The United States expects that the leaders of Pakistan, Saudi Arabia, and other Muslim countries will take political risks in order to quash global terrorism. Surely Sharon should expect that Israel will be asked to take difficult steps in order to address threats to international stability and calm regional temperatures.
The Israeli prime minister is not insensitive to the concerns of other countries. As recently as last week, Sharon told a high-tech conference in Tel Aviv that Israel must disengage from the Gaza Strip because of international pressures on Israel to accept "harmful" diplomatic plans.
But being susceptible to outside pressure does not automatically mean that Israel is sensitive to the needs of those who exert that pressure. Indeed, Sharon's record with regard to the United States is mixed. On one hand, he frequently refers to his "deep friendship" and "special closeness" with Bush. Despite recent threatening rhetoric, he has heeded America's warning not to expel or kill Palestinian leader Yasser Arafat.
On the other hand, Sharon has been willing to publicly rebuke the US president, as he did in 2001 by comparing post-9/11 efforts to improve relations with Arab states with Western acquiescence to Nazi Germany's takeover of Czechoslovakia. Last summer he rebuffed US requests that he be more forthcoming with former Palestinian prime minister Mahmoud Abbas.
"From now on, we will count only on ourselves," Sharon said at the time. But Israel can ill afford to go it alone. This hardly means Israel should allow the United States to dictate the terms of an agreement. But it does mean American considerations should not be seen only as "outside pressure"; these considerations should also be internalized as part of Israel's basic security strategy.
In his testimony last month before the National Commission on Terrorist Attacks Upon the United States, former defense secretary William Cohen said: "The road to peace in the Middle East runs through Baghdad. And success in Baghdad may very well run through Jerusalem. The unabated violence can only serve . . . to remain a breeding ground for even more savagery and nihilism in the future."
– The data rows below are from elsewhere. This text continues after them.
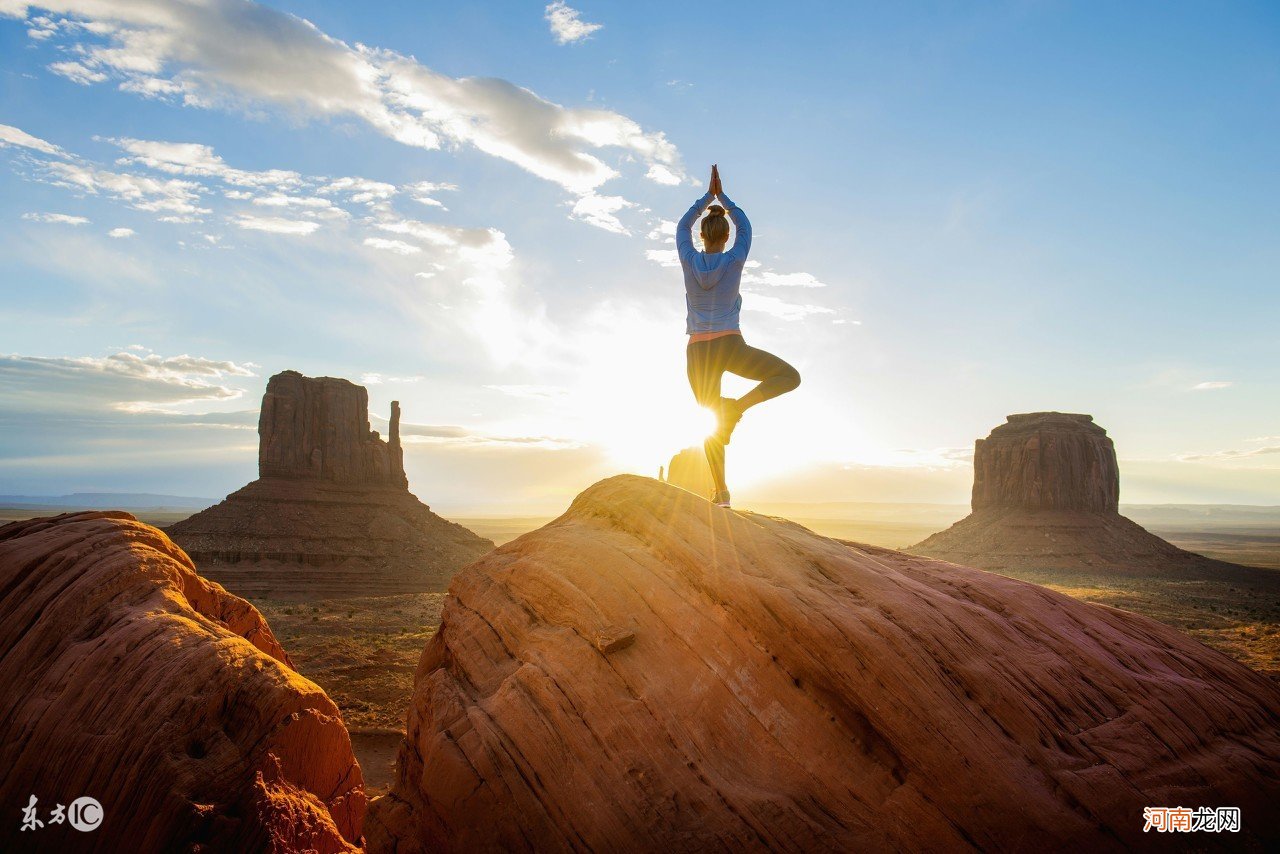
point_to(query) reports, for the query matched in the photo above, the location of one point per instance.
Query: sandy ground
(362, 653)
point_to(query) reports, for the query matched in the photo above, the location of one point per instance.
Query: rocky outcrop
(781, 690)
(127, 677)
(689, 470)
(1046, 493)
(319, 429)
(330, 514)
(1046, 461)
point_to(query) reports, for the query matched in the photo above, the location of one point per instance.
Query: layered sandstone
(1046, 496)
(129, 679)
(330, 514)
(652, 672)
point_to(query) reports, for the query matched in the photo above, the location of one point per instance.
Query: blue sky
(961, 211)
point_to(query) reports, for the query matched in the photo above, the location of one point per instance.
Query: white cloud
(360, 190)
(229, 54)
(378, 379)
(602, 211)
(664, 231)
(782, 279)
(174, 199)
(65, 219)
(12, 136)
(566, 23)
(199, 160)
(1235, 453)
(485, 247)
(77, 73)
(400, 247)
(666, 257)
(277, 224)
(781, 309)
(124, 382)
(423, 190)
(663, 176)
(531, 392)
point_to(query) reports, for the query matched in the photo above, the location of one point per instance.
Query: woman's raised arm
(743, 241)
(684, 228)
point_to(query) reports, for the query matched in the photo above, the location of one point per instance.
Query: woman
(716, 343)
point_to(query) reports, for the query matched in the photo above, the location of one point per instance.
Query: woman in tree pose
(716, 345)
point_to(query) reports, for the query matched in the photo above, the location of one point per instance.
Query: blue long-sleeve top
(712, 279)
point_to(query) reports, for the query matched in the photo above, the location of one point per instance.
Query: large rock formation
(330, 514)
(127, 677)
(1046, 461)
(653, 674)
(1046, 492)
(318, 428)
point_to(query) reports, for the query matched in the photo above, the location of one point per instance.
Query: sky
(960, 211)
In this volatile environment, while Israel needs to give primacy to its own political, economic, and military aims as it considers how to disengage from Gaza, Sharon should also remain cognizant of America's regional priorities when the Bush administration makes specific requests.
For example, the United States has asked Israel to build its security barrier in a way that has minimal negative impact on the prospects for reaching a diplomatically sustainable solution. The Bush administration also wants to assure that the Israeli pullout from Gaza is not a mere ploy designed to bring about greater Israeli control over the West Bank. These expectations should be at least as important, if not more important, for Sharon than whatever desire he has to placate his right-wing domestic opposition.
Similarly, Sharon should be mindful that Israel's request for US support comes at a time when questions are being asked about the extent to which protecting Israel was a motivation for America's Iraqi campaign. While it is perfectly legitimate for the United States to care about the future of Israel, our only democratic ally in an otherwise undemocratic and increasingly hostile region, it borders on the absurd to suggest that Israel's interests were primary among the administration's reasons for going to war.
But the fact that such questions are being asked reinforces our hope that Israel will make good on its responsibility to the United States. After all, an alliance has to be a two-way street. If it isn't, it won't survive and we, American Jews who care deeply about Israel, will face a much greater challenge maintaining America's concrete commitment to the Jewish state in the years ahead.
Henry Rosovsky, a dean and professor emeritus at Harvard University, is a vice-chair of Israel Policy Forum. Jonathan Jacoby is director of Israel Policy Forum's Institute for Policy and Communications.